RACs found that providers were incorrectly coding Chemotherapy Administration and Non-chemotherapy Injections and Infusions more than once per day without an appropriate modifier. The problem involved claims for HCPCS Codes 96413, 90765, 96365, 90769, 96369 and American Medical Association (AMA) Coding Modifier 59. CMS cited to the Medicare Claims Processing Manual, Chapter 12, Section 30.5 for further guidance.

DMEPOS Suppliers

Durable Medical Equipment (DME) While Patient Is Receiving Care from a Hospice Provider

According to CMS, RACs determined that suppliers incorrectly billed and received payment for DME, prosthetics, orthotics, and supplies (DMEPOS) that should be paid by the hospice provider. Items or services related to a hospice terminal diagnosis provided during a hospice period are included in the hospice payment and not paid separately unless the GW modifier has been appended to the claim, indicating services are not related to the terminal illness. CMS cited to Medicare Claims Processing Manual, Chapter 20, Sections 10.2 and Chapter 11, Section 40.2 and to the DMEPOS Supplier Manual Chapter 6.

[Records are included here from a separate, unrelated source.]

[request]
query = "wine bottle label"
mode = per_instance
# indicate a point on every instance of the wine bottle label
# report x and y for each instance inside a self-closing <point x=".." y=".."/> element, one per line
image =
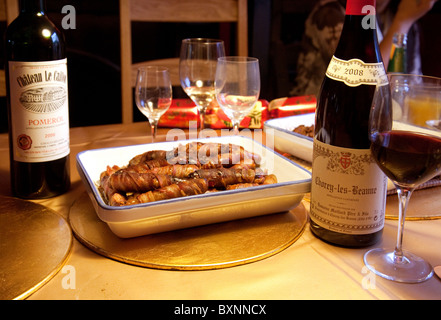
<point x="349" y="190"/>
<point x="355" y="72"/>
<point x="39" y="110"/>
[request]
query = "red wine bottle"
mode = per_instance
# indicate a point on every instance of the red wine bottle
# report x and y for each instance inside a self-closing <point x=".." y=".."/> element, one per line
<point x="348" y="192"/>
<point x="37" y="100"/>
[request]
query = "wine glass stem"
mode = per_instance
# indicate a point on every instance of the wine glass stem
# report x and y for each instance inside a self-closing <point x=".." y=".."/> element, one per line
<point x="236" y="127"/>
<point x="154" y="127"/>
<point x="202" y="118"/>
<point x="403" y="201"/>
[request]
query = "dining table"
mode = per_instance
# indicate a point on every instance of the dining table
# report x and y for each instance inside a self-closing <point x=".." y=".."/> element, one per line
<point x="307" y="268"/>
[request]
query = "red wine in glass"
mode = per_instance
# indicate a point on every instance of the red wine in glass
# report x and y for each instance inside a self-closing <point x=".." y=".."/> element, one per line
<point x="406" y="157"/>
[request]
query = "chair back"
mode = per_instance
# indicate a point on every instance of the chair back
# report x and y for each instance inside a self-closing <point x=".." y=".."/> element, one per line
<point x="196" y="11"/>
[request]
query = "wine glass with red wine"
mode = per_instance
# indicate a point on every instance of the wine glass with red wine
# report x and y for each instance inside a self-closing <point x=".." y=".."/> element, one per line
<point x="409" y="152"/>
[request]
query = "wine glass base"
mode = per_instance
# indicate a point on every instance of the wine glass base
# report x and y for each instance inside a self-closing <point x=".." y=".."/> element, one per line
<point x="412" y="269"/>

Budesonide - Dose vs. Billed Units

CMS reported that RACs determined that quantities of budesonide greater than 62 units of service per month were being billed. The maximum amount of budesonide that Medicare will pay for is 62 units of service per month. CMS offered tips and guidance on addressing this issue and cited to Medicare Benefit Policy Manual, Chapter 15, Section 110.3. CMS stated that each DME Medicare Audit Contractor (MAC) has issued a local coverage determination (LCD) for this drug which can be found on the Medicare Coverage Database.

Ober Kaler's Comments

Fee for service providers are advised to be attentive and ensure billing staff reviews this guide and the provisions cited in the guide, as well as monitor ongoing advice from CMS, its contractors and the OIG on billing issues that the government is examining.